Hell the squats could make appearances, or any made up alien species, the idea would be to show how the galaxy got to the point it is in 30K.



locustgate said:


> The farseers didn't appear till shortly before the fall of the eldar which didn't occur till 30M, theres a 5M discrepancy, remember the original farseers were doomsayers.


Forgot about that, replace farseer with someone who saw visions of the future.


----------



## 40kBookReviews (Aug 24, 2014)

Reaper45 said:


> There's tons of things to do.
> 
> Gaunts ghosts, ciaphas cain, Ravenor, Eisenhorn are all stores that don't directly feature astartes. Yet they are good reads.
> 
> ...


But all of the books you mentioned still have the distinct grimdark feel of the 40k universe, which is one that is full of despair, superstition, fanaticism and a complete disregard for human life enforced by an ancient an unwieldy bureaucratic monolithic government.

All these elements have their roots in the Emperor's founding of the Imperium.

I'm sure you could still do books in 20k, but humanity was in a very different place at that time and I don't think it would have very many themes in common with the 30k and 40k novels.


----------



## Angel of Lies (Oct 10, 2011)

Reaper45 said:


> Personally I was thinking that the AI that controlled the men of iron discovered the threat of chaos and acted in an attempt to stop what was about to happen.
> 
> After all an AI would in theory have the ability to root out psykers and deal with them before they're a threat.

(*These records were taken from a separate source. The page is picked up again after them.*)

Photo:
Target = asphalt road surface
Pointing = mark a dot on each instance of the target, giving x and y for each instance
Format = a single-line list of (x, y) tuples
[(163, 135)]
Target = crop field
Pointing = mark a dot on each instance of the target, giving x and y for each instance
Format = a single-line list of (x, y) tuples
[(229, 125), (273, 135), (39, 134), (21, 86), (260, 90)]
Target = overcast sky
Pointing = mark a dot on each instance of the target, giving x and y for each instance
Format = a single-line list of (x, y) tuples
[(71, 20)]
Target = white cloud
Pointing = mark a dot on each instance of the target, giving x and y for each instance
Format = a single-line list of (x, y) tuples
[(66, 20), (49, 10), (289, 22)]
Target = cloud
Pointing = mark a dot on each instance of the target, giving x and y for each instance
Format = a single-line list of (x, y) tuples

I like this idea. It would have more meaning, to those of who know what happens, that the AIs that Humanity created coalesced and came to understand the Warp, eventually saw the future, and realized that the Emperor and Humanity must be destroyed before the horrors of the 41st Millennium.

Edit: And by traditional 40k irony (despite not being near 40k), their actions ultimately lead to everything that happened. Humanity's fear of technology, machine spirits (the monolithic AI being broken down into primitive subforms), ect, ect. Hilarious and all that jazz.


----------



## Brother Lucian (Apr 22, 2011)

Angel of Lies said:


> I like this idea. It would have more meaning, to those of who know what happens, that the AIs that Humanity created coalesced and came to understand the Warp, eventually saw the future, and realized that the Emperor and Humanity must be destroyed before the horrors of the 41st Millennium.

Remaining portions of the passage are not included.